G-02 Public Transparency & Documentation · G-02.1 · Developer · Automated Decisionmaking
S.C. Code § 37-31-20(C)
Plain Language
Developers must supply deployers with the documentation — such as model cards, dataset cards, or impact assessments — needed for the deployer to complete its own impact assessment. This obligation is qualified by feasibility. A developer that is also the sole deployer of a system does not need to generate this documentation unless the system is provided to an unaffiliated deployer.
Statutory Text
(C)(1) Except as provided in subsection (F), a developer that offers, sells, leases, licenses, gives, or otherwise makes available to a deployer or other developer a high-risk artificial intelligence system shall make available to the deployer or other developer, to the extent feasible, the documentation and information, through artifacts such as model cards, dataset cards, or other impact assessments, necessary for a deployer, or for a third party contracted by a deployer, to complete an impact assessment pursuant to Section 37-31-30(C). (2) A developer that also serves as a deployer for a high-risk artificial intelligence system is not required to generate the documentation required by this section unless the high-risk artificial intelligence system is provided to an unaffiliated entity acting as a deployer.
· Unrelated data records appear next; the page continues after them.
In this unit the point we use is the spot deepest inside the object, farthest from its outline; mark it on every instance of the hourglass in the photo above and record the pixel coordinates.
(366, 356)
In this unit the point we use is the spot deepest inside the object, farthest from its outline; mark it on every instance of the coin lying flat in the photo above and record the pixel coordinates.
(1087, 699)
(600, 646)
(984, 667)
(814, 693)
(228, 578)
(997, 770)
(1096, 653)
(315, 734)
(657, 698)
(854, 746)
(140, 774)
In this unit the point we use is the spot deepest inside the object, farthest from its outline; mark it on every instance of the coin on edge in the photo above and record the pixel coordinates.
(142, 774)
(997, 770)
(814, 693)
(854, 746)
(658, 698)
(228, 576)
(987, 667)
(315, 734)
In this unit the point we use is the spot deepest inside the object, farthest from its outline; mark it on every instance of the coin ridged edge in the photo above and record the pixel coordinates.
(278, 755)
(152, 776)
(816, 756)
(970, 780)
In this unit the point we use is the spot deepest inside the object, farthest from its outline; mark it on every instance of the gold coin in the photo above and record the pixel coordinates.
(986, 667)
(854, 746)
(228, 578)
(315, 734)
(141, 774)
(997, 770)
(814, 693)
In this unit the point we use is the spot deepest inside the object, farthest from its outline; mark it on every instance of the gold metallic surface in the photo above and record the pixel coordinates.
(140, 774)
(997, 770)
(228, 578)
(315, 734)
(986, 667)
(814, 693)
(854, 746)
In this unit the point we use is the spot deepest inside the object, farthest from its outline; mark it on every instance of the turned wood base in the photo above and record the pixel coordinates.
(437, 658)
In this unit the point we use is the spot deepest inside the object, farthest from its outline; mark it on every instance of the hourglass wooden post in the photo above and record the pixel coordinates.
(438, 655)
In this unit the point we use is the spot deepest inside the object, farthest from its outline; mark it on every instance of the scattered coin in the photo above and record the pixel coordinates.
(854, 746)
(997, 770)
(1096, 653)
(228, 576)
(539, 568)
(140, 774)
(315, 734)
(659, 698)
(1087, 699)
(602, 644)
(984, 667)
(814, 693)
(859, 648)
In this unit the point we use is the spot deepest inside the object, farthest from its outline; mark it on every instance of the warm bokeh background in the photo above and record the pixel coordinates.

G-02 Public Transparency & Documentation · G-02.4 · Developer · Automated Decisionmaking
S.C. Code § 37-31-20(D)
Plain Language
Developers must publicly post on their website or in a public-use case inventory a summary of the types of high-risk AI systems they make available and how they manage discrimination risks. This statement must be kept current and updated within 90 days of any intentional and substantial modification to a covered system. This is a public-facing transparency obligation distinct from the deployer-facing documentation in subsection (B).
Statutory Text
(D)(1) A developer shall make available, in a manner that is clear and readily available on the developer's website or in a public-use case inventory, a statement summarizing: (a) the types of high-risk artificial intelligence systems that the developer has developed or intentionally and substantially modified and currently makes available to a deployer or other developer; and (b) how the developer manages known or reasonably foreseeable risks of algorithmic discrimination that may arise from the development or intentional and substantial modification of the types of high-risk artificial intelligence systems described in accordance with item (1)(a). (2) A developer shall update the statement described in item (1): (a) as necessary to ensure that the statement remains accurate; and (b) no later than ninety days after the developer intentionally and substantially modifies any high-risk artificial intelligence system described in item (1)(a).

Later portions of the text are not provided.